Als men de basispremisse aanvaardt dat de democratie ermee gebaat is dat extremisme, racisme en xenofobie worden bestreden, dan rijst de vraag welke middelen daartoe efficiënt kunnen worden aangewend en welke niet, bijvoorbeeld omdat ze het tegenovergestelde effect hebben.

In dat verband wijst hij erop dat niet alle analyses van het Vlaams Belang totaal irrelevant zijn. Sommige standpunten die de heer Van Overmeire heeft vertolkt, zijn zeer to the point, ook al hoeft men het er niet mee eens te zijn. Het wordt gevaarlijk als men hier geen oog voor heeft.

De grond van de zaak is dat het instrument dat de democratie thans overweegt in te zetten in de strijd tegen extreemrechts, in brede lagen van de bevolking wordt beschouwd als een zwaktebod. Het verwijt is dat de traditionele partijen het Vlaams Belang in de politieke arena niet meer de baas kunnen en daarom hun toevlucht nemen tot juridische middelen om zijn financiering te dwarsbomen. In plaats van op bijval te rekenen, worden deze plannen door de bevolking dan ook beschouwd als het bewijs dat de traditionele partijen over te weinig tegenargumenten beschikken en daarom de gerechtelijke aanpak verkiezen. Ondanks het feit dat deze methode in het verleden niet heeft gewerkt, gaat men verder op de ingeslagen weg. Dat doet vragen rijzen.

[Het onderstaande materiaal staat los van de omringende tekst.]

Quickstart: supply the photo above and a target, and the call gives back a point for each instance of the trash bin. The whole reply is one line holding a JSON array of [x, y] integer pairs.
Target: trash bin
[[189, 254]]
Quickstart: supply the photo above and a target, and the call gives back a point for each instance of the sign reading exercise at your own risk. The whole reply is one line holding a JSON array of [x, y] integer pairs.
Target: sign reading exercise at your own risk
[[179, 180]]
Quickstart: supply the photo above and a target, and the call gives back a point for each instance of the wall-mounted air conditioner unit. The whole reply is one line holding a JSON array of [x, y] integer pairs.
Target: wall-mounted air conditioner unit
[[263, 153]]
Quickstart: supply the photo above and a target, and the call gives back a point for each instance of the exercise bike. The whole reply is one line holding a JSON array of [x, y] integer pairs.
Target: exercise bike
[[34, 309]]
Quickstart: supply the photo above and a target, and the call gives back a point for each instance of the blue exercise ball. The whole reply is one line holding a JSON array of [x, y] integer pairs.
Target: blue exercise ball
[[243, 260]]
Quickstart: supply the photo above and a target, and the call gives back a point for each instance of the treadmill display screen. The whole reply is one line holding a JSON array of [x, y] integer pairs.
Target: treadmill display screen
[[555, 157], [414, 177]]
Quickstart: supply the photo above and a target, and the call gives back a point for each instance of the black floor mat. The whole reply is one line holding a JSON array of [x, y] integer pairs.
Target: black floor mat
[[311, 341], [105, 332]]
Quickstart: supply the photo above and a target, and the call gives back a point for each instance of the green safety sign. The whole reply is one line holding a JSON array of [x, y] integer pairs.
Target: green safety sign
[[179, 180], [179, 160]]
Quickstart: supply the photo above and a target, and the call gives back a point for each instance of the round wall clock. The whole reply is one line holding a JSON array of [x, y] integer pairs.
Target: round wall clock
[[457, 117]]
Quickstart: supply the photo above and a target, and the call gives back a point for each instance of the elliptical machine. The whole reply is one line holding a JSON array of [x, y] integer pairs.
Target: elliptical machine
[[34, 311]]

Wat de VLD betreft, deze partij levert het bewijs van haar ultieme schizofrenie. Aan de ene kant zoekt zij een methode om het debat over het cordon sanitaire op een ordentelijke manier in haar eigen schoot te voeren. Aan de andere kant verklaren de officiële vertegenwoordigers van deze partij hier dezelfde dag dat ze zullen pogen de extremisten te treffen in hun financiering. Van tegenspraak gesproken.

De minister repliceert dat de heer Van Peel een aantal zaken met elkaar verwart. Er mag geen twijfel over bestaan dat de verschillende vormen van extremisme hoofdzakelijk met inhoudelijk politieke argumenten moeten worden bestreden. Maar de basisgedachte, die aan de wet van 4 juli 1989 ten grondslag ligt, was dat partijen met een bepaald draagvlak door de overheid dienden te worden gefinancierd. In die optiek is iedereen — en ook de heer Van Peel — het erover eens dat die overheid daaraan een aantal voorwaarden mag verbinden, zoals de verplichting voor de politieke partijen die op deze dotatie aanspraak maken, om in hun actie de bepalingen van het EVRM en zijn Aanvullende Protocollen in acht te nemen. De parlementaire dotatie die krachtens de wet van 4 juli 1989 aan de partijen wordt uitbetaald, is dus geen blanco cheque.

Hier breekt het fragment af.